1) $\displaystyle \oint_C x^3dx-y^3dy$, where C is the circle $\displaystyle x^2+y^2=1$ in an anticlockwise direction.

I got 0. Is that right? (Since $\displaystyle Q_x-P_y = 0$.)

2) Now this one I'm sort of stuck on:EDIT: Oops! Corrected sign.

$\displaystyle \oint_C (x-y)dx {\color{red}+} (x+2y)dy$ where C is closed curve $\displaystyle \frac{x^2}{4}+y^2=1$ in an anticlockwise direction.

So that equals:

$\displaystyle 2\iint_D dA$ where D is the region bounded by C (the ellipse with radii 2 and 1).
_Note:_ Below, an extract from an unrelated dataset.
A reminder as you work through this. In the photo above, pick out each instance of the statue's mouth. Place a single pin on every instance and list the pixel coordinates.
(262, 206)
Now the problem here is computation. I opted to go to polar coords (maybe that was a bad idea?), so I got:

$\displaystyle x=2\cos\theta, ~y=\sin\theta$

$\displaystyle \therefore r=\sqrt{4\cos^2\theta+sin^2\theta}$. So far so good?

So then I did:

$\displaystyle 2\int_0^{2\pi}\int_0^{\sqrt{4\cos^2\theta+sin^2\th eta}} r dr d\theta$

$\displaystyle =\int_0^{2\pi} (4\cos^2\theta+sin^2\theta)d\theta$

Now.. do I really have to integrate that? Or is there a simpler way?